13 I was watching this video on YouTube where it is told (at 6:26) that \$2^{16} = 65536\$ has no powers of \$2\$ in it when represented in base-\$10\$. Then he – I think as a joke – says “Go on, find another power of \$2\$ that doesn’t have a power of \$2\$ digit within it. I dare you!”

So I did. 🙂 I wrote this little Python program to check for this kind of numbers:

You are watching: 65536*2

toThePower = 0 possiblyNoPower = True while True: number = str(2**toThePower) for digit in number: if int(digit) in [1,2,4,8]: possiblyNoPower = False print(‘Not ‘ + number) break if possiblyNoPower: print(number + ‘ has no digit that is a power of 2.’) toThePower += 1 possiblyNoPower = True

Sidenote: I could use the programming language Julia instead of Python, which may be much quicker, but I already checked for really big numbers and such a program (and brute-force in general) will never proof that there are no other powers of \$2\$ having this property. It might disprove it, but I think the chance is really really small.

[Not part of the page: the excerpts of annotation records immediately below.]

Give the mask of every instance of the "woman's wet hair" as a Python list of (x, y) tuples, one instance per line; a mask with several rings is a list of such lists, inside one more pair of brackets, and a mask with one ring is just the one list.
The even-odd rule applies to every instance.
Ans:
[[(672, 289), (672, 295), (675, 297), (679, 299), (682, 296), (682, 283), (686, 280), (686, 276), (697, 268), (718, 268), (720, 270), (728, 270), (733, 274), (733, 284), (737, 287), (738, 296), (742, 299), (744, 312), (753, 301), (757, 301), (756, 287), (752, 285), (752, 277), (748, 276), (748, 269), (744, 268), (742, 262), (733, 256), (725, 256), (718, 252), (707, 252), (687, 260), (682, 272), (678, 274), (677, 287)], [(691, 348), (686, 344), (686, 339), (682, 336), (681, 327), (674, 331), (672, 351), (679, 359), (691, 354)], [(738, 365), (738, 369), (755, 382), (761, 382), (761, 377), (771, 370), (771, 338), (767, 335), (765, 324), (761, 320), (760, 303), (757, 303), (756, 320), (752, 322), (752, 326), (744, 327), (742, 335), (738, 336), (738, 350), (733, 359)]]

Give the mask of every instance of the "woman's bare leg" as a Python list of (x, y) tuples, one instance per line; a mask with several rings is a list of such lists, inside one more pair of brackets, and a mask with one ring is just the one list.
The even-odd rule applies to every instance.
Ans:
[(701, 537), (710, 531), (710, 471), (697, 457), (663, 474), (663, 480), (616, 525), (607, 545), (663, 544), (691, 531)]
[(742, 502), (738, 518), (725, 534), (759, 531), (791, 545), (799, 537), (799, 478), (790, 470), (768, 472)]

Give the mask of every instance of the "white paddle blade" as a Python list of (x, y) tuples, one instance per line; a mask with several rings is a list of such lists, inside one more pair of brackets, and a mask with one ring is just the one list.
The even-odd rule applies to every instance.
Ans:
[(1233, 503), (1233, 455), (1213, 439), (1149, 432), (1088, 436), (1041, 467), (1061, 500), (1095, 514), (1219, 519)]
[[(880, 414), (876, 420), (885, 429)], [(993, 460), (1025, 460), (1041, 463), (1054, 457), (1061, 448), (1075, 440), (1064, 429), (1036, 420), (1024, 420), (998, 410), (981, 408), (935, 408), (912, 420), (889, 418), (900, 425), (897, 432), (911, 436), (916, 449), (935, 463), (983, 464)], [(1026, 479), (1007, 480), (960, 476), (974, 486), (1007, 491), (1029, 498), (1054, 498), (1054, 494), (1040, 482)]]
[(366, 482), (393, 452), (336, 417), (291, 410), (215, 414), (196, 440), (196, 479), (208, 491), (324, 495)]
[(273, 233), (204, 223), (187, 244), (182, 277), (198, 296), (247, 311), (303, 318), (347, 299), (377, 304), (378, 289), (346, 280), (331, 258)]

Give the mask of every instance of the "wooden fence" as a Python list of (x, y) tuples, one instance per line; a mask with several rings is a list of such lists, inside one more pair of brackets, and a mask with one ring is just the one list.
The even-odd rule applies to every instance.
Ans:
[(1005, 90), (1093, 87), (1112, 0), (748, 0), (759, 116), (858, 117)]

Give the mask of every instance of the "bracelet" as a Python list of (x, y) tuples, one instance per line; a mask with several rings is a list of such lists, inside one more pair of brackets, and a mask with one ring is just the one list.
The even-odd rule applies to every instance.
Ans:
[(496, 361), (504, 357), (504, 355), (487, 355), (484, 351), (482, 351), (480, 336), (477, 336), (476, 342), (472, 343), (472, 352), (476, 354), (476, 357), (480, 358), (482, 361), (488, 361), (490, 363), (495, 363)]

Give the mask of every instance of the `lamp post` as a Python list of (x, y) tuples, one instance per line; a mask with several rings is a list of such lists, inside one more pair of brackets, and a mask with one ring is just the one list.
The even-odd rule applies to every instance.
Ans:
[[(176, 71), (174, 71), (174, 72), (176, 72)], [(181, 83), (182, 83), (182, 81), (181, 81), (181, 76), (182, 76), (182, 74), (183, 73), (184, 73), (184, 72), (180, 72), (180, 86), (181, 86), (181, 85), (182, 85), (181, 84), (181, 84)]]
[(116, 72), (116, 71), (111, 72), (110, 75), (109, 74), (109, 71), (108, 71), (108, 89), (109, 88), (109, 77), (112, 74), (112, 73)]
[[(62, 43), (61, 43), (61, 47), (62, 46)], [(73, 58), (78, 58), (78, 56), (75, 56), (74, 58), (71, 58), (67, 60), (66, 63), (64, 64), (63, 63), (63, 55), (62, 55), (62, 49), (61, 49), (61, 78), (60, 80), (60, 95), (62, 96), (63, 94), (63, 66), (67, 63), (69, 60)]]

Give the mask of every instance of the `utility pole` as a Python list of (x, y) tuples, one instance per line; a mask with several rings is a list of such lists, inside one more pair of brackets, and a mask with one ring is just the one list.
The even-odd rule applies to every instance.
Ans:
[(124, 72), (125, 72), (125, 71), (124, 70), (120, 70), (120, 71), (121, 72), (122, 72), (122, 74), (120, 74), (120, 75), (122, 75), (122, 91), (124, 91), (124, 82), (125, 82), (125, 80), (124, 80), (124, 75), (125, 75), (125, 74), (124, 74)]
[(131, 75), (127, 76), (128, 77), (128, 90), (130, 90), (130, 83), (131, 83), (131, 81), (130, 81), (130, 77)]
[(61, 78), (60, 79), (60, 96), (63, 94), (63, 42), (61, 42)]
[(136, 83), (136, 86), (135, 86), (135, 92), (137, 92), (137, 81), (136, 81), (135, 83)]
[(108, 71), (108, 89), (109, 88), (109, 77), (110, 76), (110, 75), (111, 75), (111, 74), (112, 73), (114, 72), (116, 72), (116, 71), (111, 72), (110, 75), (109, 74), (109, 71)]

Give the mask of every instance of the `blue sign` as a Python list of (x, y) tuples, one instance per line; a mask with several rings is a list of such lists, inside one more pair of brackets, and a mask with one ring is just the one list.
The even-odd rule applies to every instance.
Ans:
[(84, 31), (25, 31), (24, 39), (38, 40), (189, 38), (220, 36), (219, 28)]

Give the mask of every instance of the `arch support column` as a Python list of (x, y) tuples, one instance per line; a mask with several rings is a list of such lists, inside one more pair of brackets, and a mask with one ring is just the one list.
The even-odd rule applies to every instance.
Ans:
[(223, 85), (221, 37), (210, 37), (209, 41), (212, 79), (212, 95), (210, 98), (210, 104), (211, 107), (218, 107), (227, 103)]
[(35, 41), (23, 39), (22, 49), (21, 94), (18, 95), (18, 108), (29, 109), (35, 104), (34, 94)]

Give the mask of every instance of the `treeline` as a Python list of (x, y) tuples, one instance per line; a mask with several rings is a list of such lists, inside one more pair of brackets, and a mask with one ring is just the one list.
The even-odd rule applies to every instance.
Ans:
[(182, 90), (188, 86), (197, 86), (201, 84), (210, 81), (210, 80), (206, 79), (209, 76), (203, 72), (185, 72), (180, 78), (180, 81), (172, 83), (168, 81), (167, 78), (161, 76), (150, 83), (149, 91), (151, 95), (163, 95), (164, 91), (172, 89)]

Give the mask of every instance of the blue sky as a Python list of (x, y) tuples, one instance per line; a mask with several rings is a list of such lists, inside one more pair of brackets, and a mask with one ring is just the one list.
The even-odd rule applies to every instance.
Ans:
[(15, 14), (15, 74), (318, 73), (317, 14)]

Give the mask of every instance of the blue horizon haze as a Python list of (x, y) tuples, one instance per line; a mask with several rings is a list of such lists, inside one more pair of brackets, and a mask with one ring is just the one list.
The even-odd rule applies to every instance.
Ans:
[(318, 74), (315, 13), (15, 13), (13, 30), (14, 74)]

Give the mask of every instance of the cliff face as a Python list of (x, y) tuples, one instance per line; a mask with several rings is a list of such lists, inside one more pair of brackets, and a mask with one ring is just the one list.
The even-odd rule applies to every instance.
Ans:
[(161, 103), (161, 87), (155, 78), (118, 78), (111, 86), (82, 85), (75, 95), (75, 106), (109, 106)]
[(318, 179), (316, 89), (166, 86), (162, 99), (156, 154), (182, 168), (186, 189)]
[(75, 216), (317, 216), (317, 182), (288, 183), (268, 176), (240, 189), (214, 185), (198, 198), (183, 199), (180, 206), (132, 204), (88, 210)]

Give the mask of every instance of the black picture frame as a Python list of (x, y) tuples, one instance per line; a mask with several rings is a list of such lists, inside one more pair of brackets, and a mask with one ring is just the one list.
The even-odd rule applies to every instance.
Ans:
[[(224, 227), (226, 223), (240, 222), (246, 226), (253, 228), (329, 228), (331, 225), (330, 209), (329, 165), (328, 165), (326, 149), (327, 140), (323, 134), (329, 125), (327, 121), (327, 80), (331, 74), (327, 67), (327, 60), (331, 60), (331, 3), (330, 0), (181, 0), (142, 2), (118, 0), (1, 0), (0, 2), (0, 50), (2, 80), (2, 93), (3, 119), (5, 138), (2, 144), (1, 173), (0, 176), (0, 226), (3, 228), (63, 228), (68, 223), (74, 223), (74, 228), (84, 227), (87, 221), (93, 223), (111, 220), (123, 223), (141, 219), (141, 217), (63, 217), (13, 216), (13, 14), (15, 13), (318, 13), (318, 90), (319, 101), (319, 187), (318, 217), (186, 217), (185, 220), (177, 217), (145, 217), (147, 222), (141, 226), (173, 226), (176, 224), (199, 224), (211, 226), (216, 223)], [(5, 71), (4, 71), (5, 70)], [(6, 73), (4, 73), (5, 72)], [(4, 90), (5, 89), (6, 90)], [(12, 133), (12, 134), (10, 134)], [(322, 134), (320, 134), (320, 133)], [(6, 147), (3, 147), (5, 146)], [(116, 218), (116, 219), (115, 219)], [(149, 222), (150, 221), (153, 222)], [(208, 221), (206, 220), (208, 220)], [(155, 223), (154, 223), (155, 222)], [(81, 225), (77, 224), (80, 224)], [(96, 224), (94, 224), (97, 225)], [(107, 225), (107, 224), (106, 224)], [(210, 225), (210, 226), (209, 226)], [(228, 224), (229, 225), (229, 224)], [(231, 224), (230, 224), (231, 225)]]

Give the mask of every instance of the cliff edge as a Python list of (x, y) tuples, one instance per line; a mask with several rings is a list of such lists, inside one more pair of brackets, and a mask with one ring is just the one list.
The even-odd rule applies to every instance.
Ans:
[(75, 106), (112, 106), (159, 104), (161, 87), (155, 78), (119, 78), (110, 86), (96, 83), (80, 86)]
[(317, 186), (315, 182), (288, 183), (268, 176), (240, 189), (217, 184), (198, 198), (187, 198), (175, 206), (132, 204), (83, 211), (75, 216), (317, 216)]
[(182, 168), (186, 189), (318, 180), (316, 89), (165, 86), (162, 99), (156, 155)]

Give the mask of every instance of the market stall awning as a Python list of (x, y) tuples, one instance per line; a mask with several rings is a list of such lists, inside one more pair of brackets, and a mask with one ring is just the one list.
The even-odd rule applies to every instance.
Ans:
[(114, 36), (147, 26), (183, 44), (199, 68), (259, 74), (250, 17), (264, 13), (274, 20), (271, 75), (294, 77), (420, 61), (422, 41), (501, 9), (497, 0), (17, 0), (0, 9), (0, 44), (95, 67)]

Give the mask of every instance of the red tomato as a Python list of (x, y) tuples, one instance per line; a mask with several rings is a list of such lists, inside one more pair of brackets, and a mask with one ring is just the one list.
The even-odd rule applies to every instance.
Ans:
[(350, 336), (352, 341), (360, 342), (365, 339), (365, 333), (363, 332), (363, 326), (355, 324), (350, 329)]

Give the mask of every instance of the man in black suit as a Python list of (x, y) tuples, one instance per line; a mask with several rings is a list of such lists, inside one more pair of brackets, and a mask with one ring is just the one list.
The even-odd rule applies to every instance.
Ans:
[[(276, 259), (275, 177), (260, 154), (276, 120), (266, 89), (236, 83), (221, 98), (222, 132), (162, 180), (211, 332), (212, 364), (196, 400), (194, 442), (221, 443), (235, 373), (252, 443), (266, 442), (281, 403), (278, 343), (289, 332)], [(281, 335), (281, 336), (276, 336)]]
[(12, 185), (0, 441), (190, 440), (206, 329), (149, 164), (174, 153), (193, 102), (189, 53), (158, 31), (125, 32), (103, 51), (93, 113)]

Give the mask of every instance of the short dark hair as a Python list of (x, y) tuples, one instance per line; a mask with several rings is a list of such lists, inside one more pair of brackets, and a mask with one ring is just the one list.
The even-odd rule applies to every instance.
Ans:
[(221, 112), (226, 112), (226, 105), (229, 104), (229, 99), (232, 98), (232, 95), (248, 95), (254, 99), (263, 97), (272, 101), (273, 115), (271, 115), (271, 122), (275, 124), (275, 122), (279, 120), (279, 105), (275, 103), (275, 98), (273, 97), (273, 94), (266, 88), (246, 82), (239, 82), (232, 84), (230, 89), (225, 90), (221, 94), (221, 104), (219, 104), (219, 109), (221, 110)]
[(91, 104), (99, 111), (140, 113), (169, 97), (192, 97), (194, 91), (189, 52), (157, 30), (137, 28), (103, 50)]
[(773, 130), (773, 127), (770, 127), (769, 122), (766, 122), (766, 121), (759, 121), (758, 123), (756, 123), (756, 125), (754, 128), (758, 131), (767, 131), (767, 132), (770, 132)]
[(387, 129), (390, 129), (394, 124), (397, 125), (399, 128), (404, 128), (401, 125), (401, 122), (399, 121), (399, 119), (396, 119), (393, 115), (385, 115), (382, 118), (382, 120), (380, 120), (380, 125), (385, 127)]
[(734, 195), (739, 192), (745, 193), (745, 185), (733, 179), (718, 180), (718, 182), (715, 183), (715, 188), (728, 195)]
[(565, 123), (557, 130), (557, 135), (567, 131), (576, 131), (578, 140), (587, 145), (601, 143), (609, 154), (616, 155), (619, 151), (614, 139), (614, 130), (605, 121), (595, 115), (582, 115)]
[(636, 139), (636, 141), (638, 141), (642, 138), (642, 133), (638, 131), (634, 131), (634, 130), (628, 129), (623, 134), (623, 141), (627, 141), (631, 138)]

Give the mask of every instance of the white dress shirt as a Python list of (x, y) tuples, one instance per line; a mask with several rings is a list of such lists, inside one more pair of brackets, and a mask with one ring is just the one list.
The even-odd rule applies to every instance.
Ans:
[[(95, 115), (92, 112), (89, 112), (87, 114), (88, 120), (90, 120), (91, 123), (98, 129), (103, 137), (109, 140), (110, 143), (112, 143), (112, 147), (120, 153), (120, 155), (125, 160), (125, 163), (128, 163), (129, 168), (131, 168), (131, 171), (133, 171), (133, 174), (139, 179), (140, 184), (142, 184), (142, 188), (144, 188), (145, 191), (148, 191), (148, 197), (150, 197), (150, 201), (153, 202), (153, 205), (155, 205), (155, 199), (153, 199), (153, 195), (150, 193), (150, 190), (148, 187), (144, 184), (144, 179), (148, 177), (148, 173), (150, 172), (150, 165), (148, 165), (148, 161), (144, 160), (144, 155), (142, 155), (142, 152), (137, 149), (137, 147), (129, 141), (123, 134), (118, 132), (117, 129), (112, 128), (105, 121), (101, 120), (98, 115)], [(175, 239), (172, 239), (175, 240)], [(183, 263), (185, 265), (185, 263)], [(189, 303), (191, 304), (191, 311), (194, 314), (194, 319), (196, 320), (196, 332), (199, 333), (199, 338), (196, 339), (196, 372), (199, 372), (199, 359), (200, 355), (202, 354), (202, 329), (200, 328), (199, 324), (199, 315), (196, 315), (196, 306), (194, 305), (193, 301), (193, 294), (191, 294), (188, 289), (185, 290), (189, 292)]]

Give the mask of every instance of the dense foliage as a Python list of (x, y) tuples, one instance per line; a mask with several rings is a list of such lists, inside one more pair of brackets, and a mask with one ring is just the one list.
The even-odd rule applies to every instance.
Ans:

See more: Jigsaw Block | Pink Army

I checked all the way to \$2^{23826}\$, which is a 7173 digit number, but no luck. Since the numbers are getting more and more digits with bigger powers of \$2\$, the chance of a number having no digit that is a power of \$2\$ becomes smaller and smaller.

I made a plot of \$frac{text{number of digits being a power of 2}}{text{total number of digits}}\$ versus the \$n\$th power of \$2\$ on a logarithmic scale. This graph is wrong! See the edit.

As I predicted, the graph drops really fast to almost \$0\$. I think that \$frac{text{number of digits being a power of 2}}{text{total number of digits}}rightarrow 0\$ as \$n rightarrow infty\$ and thus \$text{P}(ntext{th power of 2 having no digits of 2 in it}) rightarrow 0\$, but this is just my intuition.

So my question: Is \$2^{16} = 65536\$ the only power of \$2\$ that has no digit in it that is a power of \$2\$ (so no digit \$in {1,2,4,8}\$) when represented in base-\$10\$? Is there a proof, a counterexample, or is it an open question? I’m also curious about powers of \$2\$ having no digits that are a power of \$2\$ in other bases than \$10\$.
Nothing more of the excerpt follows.